Brazilian steelmakers have adopted different price strategies for April. Usiminas has raised its local steel quotations by 11 to 15 percent. The mill blamed higher raw material costs for the last adjustment. ArcelorMittal Brazil has opted to leave its domestic finished steel quotations unchanged. Local steel consumers have reacted cautiously to some of the latest offerings. A few market participants have found the new levels unacceptable and have turned to sourcing imported material.

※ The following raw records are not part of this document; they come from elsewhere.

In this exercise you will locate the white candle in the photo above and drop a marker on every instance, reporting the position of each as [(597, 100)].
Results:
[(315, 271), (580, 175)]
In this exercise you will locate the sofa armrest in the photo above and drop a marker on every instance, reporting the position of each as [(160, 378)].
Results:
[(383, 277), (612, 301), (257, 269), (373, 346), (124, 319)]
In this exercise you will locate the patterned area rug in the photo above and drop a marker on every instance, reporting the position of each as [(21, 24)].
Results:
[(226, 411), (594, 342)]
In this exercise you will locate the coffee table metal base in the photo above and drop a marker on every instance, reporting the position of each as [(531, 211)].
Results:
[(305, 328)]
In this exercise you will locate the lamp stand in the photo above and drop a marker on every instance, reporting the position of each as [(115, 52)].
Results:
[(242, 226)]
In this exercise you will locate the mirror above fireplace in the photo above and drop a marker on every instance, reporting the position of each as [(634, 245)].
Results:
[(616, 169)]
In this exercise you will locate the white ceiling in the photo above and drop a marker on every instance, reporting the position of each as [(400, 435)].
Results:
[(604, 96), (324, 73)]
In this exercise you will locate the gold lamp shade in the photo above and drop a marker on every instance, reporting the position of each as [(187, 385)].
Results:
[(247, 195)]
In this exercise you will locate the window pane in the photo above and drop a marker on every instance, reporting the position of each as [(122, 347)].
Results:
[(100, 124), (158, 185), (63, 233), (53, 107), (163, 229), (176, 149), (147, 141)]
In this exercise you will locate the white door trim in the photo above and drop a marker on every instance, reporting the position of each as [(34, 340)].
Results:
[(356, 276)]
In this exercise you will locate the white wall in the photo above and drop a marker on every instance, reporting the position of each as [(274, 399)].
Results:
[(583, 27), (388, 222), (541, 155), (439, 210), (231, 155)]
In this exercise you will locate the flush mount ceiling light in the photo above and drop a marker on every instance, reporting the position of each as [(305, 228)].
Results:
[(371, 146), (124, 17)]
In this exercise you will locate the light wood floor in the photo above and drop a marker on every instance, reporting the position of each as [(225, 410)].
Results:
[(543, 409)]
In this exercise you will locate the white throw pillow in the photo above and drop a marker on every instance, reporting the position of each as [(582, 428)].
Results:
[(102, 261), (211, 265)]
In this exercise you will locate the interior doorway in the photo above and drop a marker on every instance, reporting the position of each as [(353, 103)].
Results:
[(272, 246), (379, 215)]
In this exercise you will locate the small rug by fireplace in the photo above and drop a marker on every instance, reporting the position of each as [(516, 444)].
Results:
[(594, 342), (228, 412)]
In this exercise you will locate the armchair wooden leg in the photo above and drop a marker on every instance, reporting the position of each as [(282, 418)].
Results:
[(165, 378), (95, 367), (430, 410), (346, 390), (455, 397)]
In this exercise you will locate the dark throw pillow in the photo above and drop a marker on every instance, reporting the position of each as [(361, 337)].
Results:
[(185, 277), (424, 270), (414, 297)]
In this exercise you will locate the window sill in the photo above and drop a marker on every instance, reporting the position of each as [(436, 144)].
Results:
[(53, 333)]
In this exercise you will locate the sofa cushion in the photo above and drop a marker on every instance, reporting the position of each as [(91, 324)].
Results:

The Mexican steel industry has lobbied the Calderon government to re-evaluate its plan to remove the existing tariffs on imported steel. Local steelmakers are looking for these measures to be retained for the foreseeable future. They are deemed necessary to protect incumbent market shares from aggressive foreign sellers. Unsurprisingly, end-users do not share this opinion. Imports free of duties, in their eyes, would introduce some much needed price competition into the market.

In the Russian Federation, the Federal Antimonopoly Service (FAS) has begun examining the domestic pricing strategies of Evraz, Mechel, Magnitogorsk Iron and Steel Works (MMK) and Severstal. Uralvagonzavod had complained to the federal body about the steep rise in the ex-works quotations it had received. The industry has stressed that local offers are still below the pre-financial crisis levels.

Ukraine is locked in a period of low demand and weak buyer sentiment. Procurement activity is mostly trader led. The industry has blamed the recent price surge on the cost of raw material. Shortages of certain products have not been helpful. In previous years, the industry could rely on orders from on-going work related to major state-funded infrastructure projects. Presently this is not possible, as the government's budget has not been approved.